Why startups choose Delaware: VC expectations, Chancery Court, conversion to C-Corp, QSBS eligibility.
By Shafwan Ahmed, Anonymousllc.co
More than 90% of VC-backed startups incorporate in Delaware. This is not because Delaware\'s laws are uniquely superior — it\'s because the entire VC ecosystem has standardized on Delaware. Term sheets, SAFE notes, convertible instruments, and investment agreements are all drafted assuming Delaware law. Deviating creates friction and legal cost.
Many startups begin as Delaware LLCs for tax flexibility, then convert to Delaware C-Corps when raising institutional capital.
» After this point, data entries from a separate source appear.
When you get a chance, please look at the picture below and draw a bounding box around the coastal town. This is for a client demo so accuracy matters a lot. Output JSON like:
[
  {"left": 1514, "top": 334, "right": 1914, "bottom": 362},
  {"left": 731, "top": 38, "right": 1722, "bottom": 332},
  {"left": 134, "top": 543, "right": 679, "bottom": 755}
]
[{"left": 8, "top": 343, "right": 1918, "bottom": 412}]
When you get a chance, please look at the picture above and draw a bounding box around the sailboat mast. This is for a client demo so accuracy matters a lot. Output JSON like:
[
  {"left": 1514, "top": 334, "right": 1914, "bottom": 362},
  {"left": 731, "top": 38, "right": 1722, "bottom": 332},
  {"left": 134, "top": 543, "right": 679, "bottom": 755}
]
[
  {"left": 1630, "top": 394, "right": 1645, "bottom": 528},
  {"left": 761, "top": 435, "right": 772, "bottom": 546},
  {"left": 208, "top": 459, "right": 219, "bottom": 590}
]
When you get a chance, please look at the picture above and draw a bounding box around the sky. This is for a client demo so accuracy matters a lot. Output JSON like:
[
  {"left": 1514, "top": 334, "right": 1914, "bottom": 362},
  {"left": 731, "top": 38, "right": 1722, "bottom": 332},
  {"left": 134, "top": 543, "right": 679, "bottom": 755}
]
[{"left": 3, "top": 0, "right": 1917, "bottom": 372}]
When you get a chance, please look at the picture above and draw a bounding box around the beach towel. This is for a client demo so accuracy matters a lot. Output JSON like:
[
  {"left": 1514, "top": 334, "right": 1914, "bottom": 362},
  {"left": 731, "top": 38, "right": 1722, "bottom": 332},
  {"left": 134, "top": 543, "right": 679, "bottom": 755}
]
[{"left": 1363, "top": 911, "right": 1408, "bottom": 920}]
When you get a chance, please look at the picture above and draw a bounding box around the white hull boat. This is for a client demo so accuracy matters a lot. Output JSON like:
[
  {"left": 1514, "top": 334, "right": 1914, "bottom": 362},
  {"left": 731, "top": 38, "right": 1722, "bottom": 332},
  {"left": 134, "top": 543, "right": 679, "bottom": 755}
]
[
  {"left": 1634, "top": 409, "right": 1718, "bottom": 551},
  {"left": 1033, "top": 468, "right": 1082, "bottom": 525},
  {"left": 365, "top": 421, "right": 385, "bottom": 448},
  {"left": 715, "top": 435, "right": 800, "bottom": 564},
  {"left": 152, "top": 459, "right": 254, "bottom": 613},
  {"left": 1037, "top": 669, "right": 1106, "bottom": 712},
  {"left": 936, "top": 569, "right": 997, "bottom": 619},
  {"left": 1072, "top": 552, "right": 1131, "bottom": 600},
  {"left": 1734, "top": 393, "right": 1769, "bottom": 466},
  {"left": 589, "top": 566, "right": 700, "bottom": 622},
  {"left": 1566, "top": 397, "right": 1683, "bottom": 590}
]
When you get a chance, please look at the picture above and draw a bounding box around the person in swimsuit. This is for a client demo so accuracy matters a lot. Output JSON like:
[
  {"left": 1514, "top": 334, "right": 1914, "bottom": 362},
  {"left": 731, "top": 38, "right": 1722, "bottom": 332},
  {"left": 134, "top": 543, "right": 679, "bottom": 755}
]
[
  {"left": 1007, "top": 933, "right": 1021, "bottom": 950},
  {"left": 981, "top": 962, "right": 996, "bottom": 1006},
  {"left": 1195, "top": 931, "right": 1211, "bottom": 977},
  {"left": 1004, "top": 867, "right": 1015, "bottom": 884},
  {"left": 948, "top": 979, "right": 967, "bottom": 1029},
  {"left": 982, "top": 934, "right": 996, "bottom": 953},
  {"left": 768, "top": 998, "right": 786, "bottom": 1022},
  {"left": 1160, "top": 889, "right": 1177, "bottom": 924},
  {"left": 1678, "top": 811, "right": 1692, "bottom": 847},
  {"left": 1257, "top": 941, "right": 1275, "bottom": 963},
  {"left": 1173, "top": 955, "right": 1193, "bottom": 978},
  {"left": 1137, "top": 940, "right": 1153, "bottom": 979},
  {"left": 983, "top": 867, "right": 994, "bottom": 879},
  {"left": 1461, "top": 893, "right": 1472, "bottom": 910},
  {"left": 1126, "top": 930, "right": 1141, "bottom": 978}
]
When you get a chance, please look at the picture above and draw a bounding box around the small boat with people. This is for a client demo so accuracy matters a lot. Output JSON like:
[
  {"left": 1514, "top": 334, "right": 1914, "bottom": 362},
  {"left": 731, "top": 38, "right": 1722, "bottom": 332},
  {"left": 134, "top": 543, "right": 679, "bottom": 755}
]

VCs typically invest in C-Corps for preferred stock, board seats, and QSBS eligibility. The conversion from LLC to C-Corp in Delaware is straightforward — a statutory conversion under 6 Del. Code § 18-214 that preserves the entity\'s history and EIN.
Qualified Small Business Stock under IRC § 1202 can exclude up to $10 million in capital gains on exit. QSBS requires a C-Corporation — LLCs do not qualify directly. But starting as a Delaware LLC and converting to a C-Corp before the investment round preserves the QSBS clock from the conversion date.
At the pre-seed stage, before investors are involved, a Delaware anonymous LLC provides privacy without the complexity of corporate formalities. No board meetings, no annual shareholder meetings, no corporate minutes. The operating agreement governs everything. Convert to C-Corp when the term sheet arrives.